L’uso dei rating ESG, invece, resta diffuso ma non sempre trasparente. Oltre l’80% dei fondi usa metriche interne, spesso descritte in modo generico, mentre meno della metà integra anche valutazioni esterne. Inoltre in pochi casi vengono indicati i fornitori o le metodologie, rendendo difficile per investitori e supervisori valutare la solidità dei criteri utilizzati.
In generale le metriche di monitoraggio più diffuse riguardano le emissioni complessive del portafoglio (76%) e l’esposizione a settori o attività in transizione (55%). Solo una minoranza utilizza indicatori legati ai dati forward-looking o ai rating ESG. Ciò riflette una finanza che, pur muovendosi verso la prospettiva di lungo periodo, resta ancora fortemente ancorata agli strumenti di misurazione tradizionali.
Un profilo d’investimento più industriale e azionario
Il quadro dei portafogli conferma che i fondi di transizione si distinguono per la composizione.
Rispetto agli altri fondi ESG, essi mostrano una maggiore esposizione ai settori industriali e dei materiali di base, più 5-10 punti percentuali in media.

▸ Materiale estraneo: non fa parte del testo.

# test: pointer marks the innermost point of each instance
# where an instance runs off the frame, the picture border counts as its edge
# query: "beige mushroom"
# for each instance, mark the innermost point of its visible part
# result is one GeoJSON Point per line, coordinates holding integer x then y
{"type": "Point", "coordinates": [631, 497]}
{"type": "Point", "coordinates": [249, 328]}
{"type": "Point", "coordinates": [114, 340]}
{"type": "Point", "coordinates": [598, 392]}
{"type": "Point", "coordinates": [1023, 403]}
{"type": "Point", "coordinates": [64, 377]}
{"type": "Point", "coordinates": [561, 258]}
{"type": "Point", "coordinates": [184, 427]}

Questo orientamento verso i comparti più energivori è coerente con l’obiettivo di sostenere la transizione là dove è più difficile e più necessaria.
Parallelamente, i fondi di transizione investono più degli altri in aziende impegnate in soluzioni climatiche, dall’energia pulita alle tecnologie di cattura del carbonio, e in società con obiettivi climatici scientificamente validati.
Anche la struttura del portafoglio è diversa: in media il 60-65% degli investimenti è in azioni, contro circa il 50% dei fondi ESG tradizionali. L’orientamento più azionario consente ai gestori di esercitare un’influenza diretta sulle decisioni delle imprese, coerentemente con la centralità dell’engagement nelle strategie di transizione.
Un tassello chiave nella revisione del quadro normativo europeo
L’ESMA riconosce che i fondi di transizione rappresentano una frontiera avanzata della finanza sostenibile, ma il quadro regolatorio non li inquadra ancora pienamente. È anche per questo che la revisione del Regolamento SFDR dovrebbe introdurre una categoria specifica dedicata a questi fondi.
Una classificazione chiara aiuterebbe a riconoscere e regolamentare un segmento di mercato in rapida espansione, evitando al tempo stesso il rischio di greenwashing. Ma perché sia credibile, questa categoria dovrà essere accompagnata da solidi meccanismi di verifica e da una trasparenza più rigorosa sulle metodologie e sui dati.
Per l’ESMA, il messaggio è dunque chiaro: i fondi di transizione funzionano solo se basati su dati prospettici affidabili, su metriche verificabili e su un impegno reale con le imprese. Se questi elementi verranno preservati anche nelle future regole europee, la finanza potrà svolgere fino in fondo il proprio ruolo nel sostenere la decarbonizzazione e nel trasformare la transizione ecologica da vincolo economico in opportunità di crescita.